While this season’s Ware County team is absent Dedrick Mills, who’s now starring at Georgia Tech and who rushed for 203 yards in the 2015 game, the offense hasn’t skipped a beat thanks to their quarterback Jemar Lincoln. Lincoln only had three rushes in last year’s game, but that’s because Ware didn’t need him to.
“Mills plus their other backs made it where last season Ware didn’t have to run him (Lincoln)” Pennington said. “They don’t have that power back this year, so that’s why Ware’s sporting him a little bit more.”
This season Lincoln is the offense. The senior has accounted for 65 percent of Ware County’s total yardage and 11 of their 16 touchdowns. It’s no secret at this point Statesboro has struggled mightily with the dual threat quarterback and Pennington is aware of that.
“We have got to play fast,” Pennington said. “We’ve got to come out of the starting blocks like on the 100-meter dash. It’s going to be an opportunity for us to play above our level.”
As for Statesboro, they’ll be well rested after having a week off and according to Pennington none of his players suffered any notable hardship from Hurricane Matthew. The psychological side of things is where you worry for Statesboro, as fourth quarters have not been kind to them this season.

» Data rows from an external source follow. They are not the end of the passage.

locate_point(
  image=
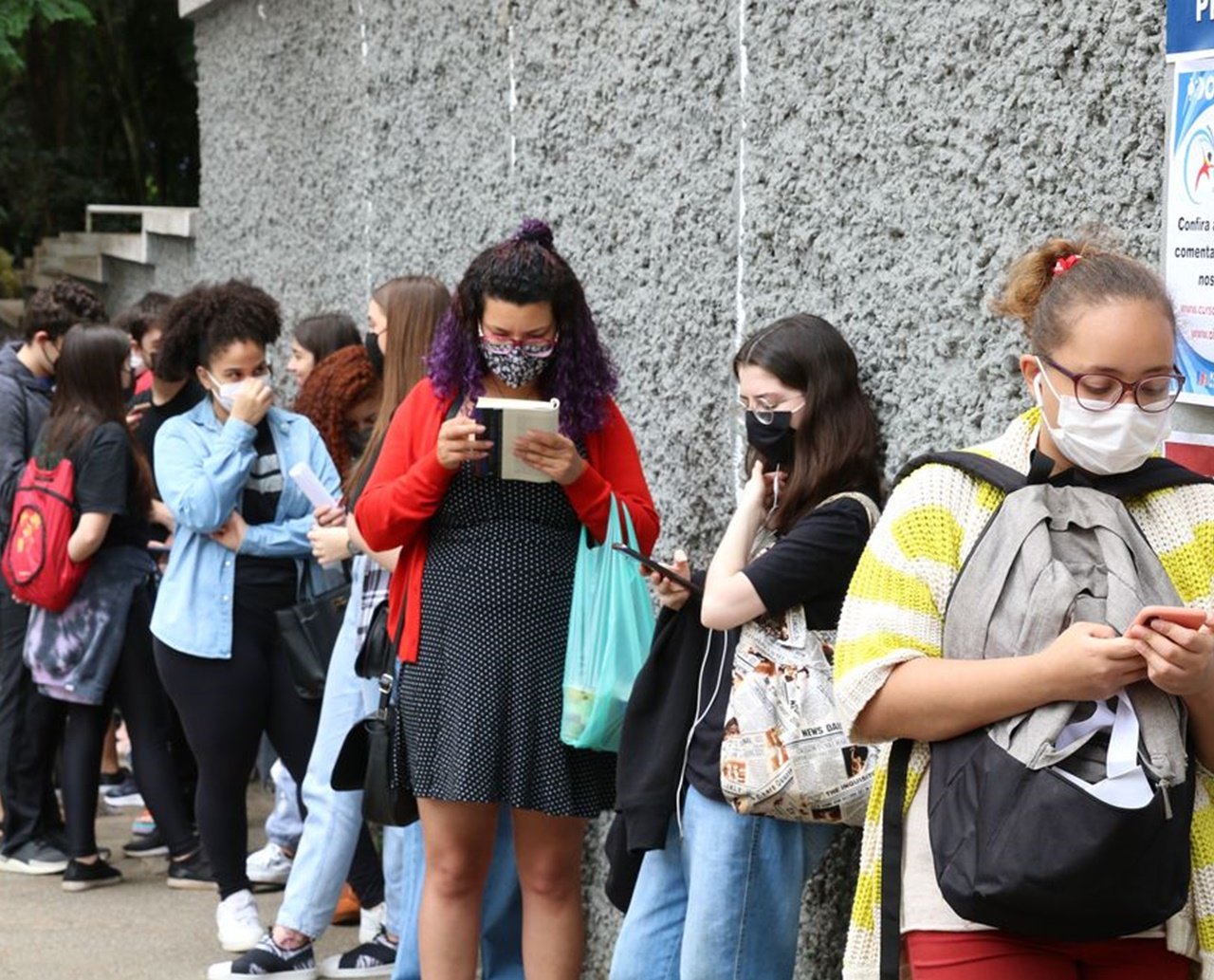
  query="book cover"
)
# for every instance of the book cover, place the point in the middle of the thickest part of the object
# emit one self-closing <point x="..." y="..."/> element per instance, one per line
<point x="506" y="420"/>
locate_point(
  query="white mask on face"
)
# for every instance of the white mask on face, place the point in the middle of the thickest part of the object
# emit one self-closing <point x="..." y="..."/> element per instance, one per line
<point x="1108" y="442"/>
<point x="226" y="394"/>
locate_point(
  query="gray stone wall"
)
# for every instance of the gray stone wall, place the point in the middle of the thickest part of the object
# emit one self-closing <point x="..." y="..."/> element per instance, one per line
<point x="708" y="165"/>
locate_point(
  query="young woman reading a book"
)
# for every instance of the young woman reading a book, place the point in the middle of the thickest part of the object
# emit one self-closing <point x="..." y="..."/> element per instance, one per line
<point x="485" y="584"/>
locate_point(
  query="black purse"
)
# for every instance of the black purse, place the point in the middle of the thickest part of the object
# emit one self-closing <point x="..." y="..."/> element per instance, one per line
<point x="308" y="630"/>
<point x="373" y="759"/>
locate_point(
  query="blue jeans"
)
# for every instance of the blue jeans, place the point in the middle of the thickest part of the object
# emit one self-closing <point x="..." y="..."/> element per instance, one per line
<point x="724" y="902"/>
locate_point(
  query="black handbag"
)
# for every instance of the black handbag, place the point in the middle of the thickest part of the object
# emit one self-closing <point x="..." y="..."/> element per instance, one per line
<point x="308" y="630"/>
<point x="373" y="759"/>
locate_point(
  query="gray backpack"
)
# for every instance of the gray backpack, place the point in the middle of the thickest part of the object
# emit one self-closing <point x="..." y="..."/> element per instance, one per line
<point x="1070" y="821"/>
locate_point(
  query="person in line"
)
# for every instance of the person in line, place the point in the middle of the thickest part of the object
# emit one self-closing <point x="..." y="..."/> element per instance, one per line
<point x="725" y="888"/>
<point x="141" y="320"/>
<point x="239" y="554"/>
<point x="34" y="841"/>
<point x="402" y="315"/>
<point x="168" y="396"/>
<point x="485" y="583"/>
<point x="99" y="650"/>
<point x="1099" y="367"/>
<point x="316" y="338"/>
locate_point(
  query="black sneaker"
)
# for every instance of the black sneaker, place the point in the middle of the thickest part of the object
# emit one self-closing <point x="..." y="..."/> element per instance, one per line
<point x="267" y="957"/>
<point x="82" y="877"/>
<point x="374" y="958"/>
<point x="146" y="845"/>
<point x="193" y="872"/>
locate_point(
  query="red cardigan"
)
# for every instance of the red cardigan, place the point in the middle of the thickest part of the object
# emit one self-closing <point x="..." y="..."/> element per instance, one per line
<point x="407" y="487"/>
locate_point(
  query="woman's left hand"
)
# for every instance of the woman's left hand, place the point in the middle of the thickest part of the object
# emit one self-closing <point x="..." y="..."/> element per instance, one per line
<point x="230" y="533"/>
<point x="551" y="453"/>
<point x="329" y="545"/>
<point x="1179" y="660"/>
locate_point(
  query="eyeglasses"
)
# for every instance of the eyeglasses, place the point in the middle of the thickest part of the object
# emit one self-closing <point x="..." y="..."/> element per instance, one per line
<point x="763" y="412"/>
<point x="1099" y="393"/>
<point x="532" y="346"/>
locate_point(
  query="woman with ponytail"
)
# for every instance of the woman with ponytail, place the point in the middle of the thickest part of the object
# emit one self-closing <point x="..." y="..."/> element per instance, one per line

The one statistic that really sums up the season for Statesboro is their fourth quarter scoring. In the first three quarters of games, Statesboro has a point differential of +9. It’s not great, but they’re technically outscoring their opponents for the first 36 minutes. But in the fourth quarter, the point differential falls off to -66. Blame injuries, depth or whatever it may be — the last 12 minutes have killed Statesboro in 2016.
“Coaches have really been cranking up the intensity during the last 45 minutes of practice,” Harrison said. “What you do in practice translates over to games, so hopefully that will help us.”
The silver-lining going into today is Statesboro appears to have figured out their offense two weeks ago against Tattnall. Tupac Lanier played the game of his life at quarterback, going 17-24 for 171 yards and another 83 on the ground with two scores. The passing game opened up better than ever, which is going to be key for Statesboro to move the ball on a Ware County defense that’s looked suspect at times.
Keep in mind the level of competition for Ware has been far-and-away better than anything Statesboro has seen this year. But Ware is giving up 8.9 yards per play in five games, which is technically worse than Statesboro’s 7.1. This game could amount to a shootout, something Statesboro has yet to get caught up in this season.
No matter the result of the game, Statesboro will still have to recover from this game to turn around and play their second region game against New Hampstead. But for now, Ware is the concern and a big one at that. The Blue Devil’s may just look to get out of Waycross alive to settle in and get a more manageable 1-4-1 New Hampstead at home.